As it was explained the Spitalfields market regeneration lay in two stages, split by the economic downturn. In the early period, the power relations identified between elite groups might be identified as a coalition in terms of its composition and agenda setting, which aims were basically growth development. The actors within the governing coalition brought in the resources needed for the agenda fulfillment. The private sector represented in the SDG provides de investment on the land, whilst the local power was represented by the City of London Corporation as owner of the land and the Tower Hamlets Council which despite its poor influence in the process, contributed with resources associated to planning regulation. Other actor that emerged was indirectly the conservationist groups that exerted pressure for develop the land in a ‘more aesthetic way’ to enjoy its potential profitability.

However, unlike the case of the U.S., the strong influence of the national government which sets the rules for a new market-led scenario, is a key factor in the complexity of the decision-making process in Spitalfields, especially in that period where local governments were ‘by-passed’, in order to deliver fast private-led development in UK. This is an important factor to analyze the case through the lens of urban regime, rather than for instance, the growth machine. The growth machine is strongly linked to elite’s pressures at the local level, meanwhile in the Spitalfields case the central government influence must be included to understand the informal arrangements related to the regeneration of the area.
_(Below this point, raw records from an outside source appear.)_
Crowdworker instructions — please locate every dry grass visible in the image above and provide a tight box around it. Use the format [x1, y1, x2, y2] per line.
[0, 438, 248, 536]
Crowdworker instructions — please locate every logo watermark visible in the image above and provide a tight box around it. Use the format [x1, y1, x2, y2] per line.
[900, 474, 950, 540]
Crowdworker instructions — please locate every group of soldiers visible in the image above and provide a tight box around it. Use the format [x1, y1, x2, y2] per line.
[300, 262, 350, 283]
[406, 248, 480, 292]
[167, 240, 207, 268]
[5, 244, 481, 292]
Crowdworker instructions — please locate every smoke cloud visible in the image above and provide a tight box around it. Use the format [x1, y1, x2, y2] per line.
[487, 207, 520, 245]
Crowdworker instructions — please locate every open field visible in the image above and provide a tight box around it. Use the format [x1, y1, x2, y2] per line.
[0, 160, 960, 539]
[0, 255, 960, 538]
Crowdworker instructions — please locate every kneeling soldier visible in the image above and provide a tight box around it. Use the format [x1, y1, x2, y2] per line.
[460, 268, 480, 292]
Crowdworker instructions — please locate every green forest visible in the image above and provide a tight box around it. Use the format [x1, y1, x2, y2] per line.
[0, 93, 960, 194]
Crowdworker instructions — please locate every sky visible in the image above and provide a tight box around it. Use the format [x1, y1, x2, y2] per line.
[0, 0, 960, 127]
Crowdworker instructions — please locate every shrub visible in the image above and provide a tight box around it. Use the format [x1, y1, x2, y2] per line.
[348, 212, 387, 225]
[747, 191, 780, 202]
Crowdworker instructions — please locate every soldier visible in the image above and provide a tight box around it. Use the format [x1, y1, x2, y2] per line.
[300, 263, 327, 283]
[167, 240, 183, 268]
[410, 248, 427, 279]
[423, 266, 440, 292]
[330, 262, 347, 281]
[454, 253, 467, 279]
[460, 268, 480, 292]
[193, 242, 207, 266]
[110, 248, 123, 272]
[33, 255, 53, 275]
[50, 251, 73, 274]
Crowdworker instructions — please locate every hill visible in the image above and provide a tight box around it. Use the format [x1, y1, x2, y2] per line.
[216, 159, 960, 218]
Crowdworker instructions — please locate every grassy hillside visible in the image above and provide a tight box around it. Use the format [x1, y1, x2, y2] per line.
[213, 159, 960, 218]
Harding (1996) argues that the urban regime it is more flexible and adaptable than growth machine theory to different cross-national contexts, hence the power relationships of Spitalfields under a regime coalition could be fixed in a more accurate manner.

Stone (1993) defines four typologies of regimes: (1) Maintenance Regimes, (2) Development Regimes. (3), Middle class progressive regimes and (4) Regimes devoted to lower class opportunity expansion. Among them,  it could be argue that ‘Development regimes’ has mayor similarities with the case in the first period. This typology is understood as a voluntary process of coalition-building “concerned primarily with changing land use in order to promote growth or counter decline” (p 19), mainly driven by elites isolated from popular control, fostering the change of social and economic patterns within the place.

The second stage, after the economic downturn included a new influential actor, the civil society who despite being fighting to protect the market place in the entire process, the effective influence started to appear in this period. With the renovated market use, sustained in parallel with processes of regeneration based in both physical and social outcomes through state promoted partnerships (City Challenge and the Single Regeneration Budget), the area reached unpredicted strength forcing the private interest to consider seriously the communities’ claims. At this stage,  the coalition tended to change its actors configurations, where positions of empowered organized residents and the consolidation of local commercial stalls alongside with the process of ethnic regeneration in Brick Lane provided a new resource for the coalition: the diversity through the local development of the area.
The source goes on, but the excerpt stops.